On 07/19/2016 02:12 AM, stef wrote:
> On Tue, Jul 19, 2016 at 11:44:16AM +0300, Georgi Guninski wrote:
>> Instead of only bashing tor, why not discuss the alternatives and move
>> to something allegedly better?
>>
>> Certainly some advanced attack and/or backdoor will screw them all.
>>
>> For a start, I would like to know:
>>
>> 1. What are alternatives to tor (possibly with less functionality)?
> from the top of my head:
> dissent,
> riffle,
> i2p,
> mixminion
> pynchon-gate
> percy++
>
>> 2. Is the alternative known to be in bed with shady stuff like TLAs?
>> 3. Did they have braindamaged bugs (like debian's openssl memset())?
>> 4. What is their security/anonymity bug history?
>> 5. To what attacks they are known to be vulnerable?
>> 6. To what attacks they are conjectured to be immune?
>>
>> As an aside, I heard critique of Riffle: MIT are allegedly in bed with
>> USA. Don't know it this makes sense or not.
>>
> ---end quoted text---
>

dissent,
riffle,
i2p,
mixminion
pynchon-gate
percy++

NONE of these are intended for the same target audience as tor. IOW NONE
of the above could CONCEIVABLY be used by a journalist or
computer-illiterate dissident in Tanzania right NOW.

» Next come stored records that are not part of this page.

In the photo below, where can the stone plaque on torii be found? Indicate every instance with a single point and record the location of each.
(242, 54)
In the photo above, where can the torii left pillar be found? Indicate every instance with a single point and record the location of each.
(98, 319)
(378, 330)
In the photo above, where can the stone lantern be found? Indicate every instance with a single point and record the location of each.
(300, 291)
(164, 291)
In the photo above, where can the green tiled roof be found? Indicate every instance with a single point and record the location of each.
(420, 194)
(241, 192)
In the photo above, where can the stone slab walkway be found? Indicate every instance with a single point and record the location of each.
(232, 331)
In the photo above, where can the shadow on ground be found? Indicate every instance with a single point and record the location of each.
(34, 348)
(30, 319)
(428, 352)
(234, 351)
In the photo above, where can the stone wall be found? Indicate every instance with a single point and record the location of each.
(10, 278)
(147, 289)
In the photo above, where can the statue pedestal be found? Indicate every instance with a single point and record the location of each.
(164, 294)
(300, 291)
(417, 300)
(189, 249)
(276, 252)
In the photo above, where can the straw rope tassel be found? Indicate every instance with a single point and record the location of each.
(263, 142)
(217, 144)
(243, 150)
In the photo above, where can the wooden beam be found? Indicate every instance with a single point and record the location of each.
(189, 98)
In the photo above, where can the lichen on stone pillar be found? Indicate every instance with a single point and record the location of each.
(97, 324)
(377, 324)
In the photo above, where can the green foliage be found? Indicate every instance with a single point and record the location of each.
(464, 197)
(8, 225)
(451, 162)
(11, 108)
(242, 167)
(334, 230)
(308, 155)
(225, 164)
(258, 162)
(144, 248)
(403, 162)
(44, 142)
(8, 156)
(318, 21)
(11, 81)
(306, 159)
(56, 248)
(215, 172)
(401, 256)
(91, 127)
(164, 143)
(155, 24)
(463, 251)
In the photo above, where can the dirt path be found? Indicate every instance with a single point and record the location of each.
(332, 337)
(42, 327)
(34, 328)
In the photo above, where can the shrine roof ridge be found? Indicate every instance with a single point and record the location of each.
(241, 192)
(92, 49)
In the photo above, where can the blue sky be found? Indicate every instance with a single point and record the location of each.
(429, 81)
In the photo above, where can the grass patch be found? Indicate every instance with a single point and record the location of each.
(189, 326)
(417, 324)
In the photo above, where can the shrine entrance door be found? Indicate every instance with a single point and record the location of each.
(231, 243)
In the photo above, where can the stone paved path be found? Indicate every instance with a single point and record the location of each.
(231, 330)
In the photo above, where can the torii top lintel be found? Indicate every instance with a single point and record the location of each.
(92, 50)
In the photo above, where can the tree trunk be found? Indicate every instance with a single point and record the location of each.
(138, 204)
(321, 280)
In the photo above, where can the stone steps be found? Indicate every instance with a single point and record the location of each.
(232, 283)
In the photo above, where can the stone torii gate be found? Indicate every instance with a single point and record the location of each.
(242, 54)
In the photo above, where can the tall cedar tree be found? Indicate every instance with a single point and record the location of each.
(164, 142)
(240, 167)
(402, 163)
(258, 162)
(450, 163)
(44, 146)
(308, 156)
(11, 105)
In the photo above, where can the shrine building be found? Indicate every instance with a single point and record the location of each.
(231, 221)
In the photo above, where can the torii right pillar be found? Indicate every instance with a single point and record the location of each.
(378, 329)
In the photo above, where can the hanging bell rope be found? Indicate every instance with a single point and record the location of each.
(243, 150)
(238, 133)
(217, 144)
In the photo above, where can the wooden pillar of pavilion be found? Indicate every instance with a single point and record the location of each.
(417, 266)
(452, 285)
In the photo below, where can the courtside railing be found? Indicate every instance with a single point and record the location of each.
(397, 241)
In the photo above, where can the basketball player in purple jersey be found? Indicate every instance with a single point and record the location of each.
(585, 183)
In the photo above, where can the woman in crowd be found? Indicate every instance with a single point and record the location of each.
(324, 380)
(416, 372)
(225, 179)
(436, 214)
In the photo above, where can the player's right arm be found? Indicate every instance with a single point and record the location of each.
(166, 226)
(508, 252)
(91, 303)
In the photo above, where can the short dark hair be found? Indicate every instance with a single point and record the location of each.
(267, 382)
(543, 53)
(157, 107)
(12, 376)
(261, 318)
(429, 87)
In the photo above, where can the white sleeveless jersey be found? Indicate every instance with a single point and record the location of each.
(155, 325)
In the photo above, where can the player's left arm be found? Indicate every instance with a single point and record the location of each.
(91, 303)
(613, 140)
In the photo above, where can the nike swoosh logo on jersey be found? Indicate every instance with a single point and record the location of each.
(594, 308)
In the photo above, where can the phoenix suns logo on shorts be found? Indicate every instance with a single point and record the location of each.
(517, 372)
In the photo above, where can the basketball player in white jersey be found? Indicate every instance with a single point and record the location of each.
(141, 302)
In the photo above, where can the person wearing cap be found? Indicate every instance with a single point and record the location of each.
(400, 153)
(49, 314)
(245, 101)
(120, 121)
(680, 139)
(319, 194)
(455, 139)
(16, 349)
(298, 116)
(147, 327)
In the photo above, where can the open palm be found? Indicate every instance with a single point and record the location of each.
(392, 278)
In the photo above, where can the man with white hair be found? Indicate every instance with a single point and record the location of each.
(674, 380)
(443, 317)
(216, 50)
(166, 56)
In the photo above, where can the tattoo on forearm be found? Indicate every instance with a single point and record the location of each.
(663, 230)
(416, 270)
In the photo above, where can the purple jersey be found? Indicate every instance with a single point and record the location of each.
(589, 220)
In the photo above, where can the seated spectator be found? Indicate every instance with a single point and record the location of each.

One (not really) counterexample, though for a very narrow use case is/was NightWeb, which was an Android app that embedded I2P. Was somewhat easier to set up than OrBot plus a browser, but unfortunately its author abandoned it. Again, though, not actually the web, though email through Tor is not exactly easy to use either. Speaking of which, there's also a standalone Bote app. You can only send messages to other Bote users, but it's easier to set up and probably more secure than Tor-based solutions due to the lack of a central target, despite the concerns about I2P's security you mention below.

And honestly, imho, I2P is probably just a compromises as tor, but it's
so much more fucking obuscurant, to hide that possibility. I tried using
it for a while. Fucking useless and continues to be so.

This continues to be my main concern about I2P. It hasn't had nearly the attention Tor has. It could have gaping holes and we wouldn't necessarily know about them, while any holes in Tor have to be subtle at this point, opinions about Tor's funding & governance model notwithstanding.
 
No one's mentioned Retroshare. It seems a likely candidate.

I keep meaning to spend more time looking at that. Thanks for the reminder.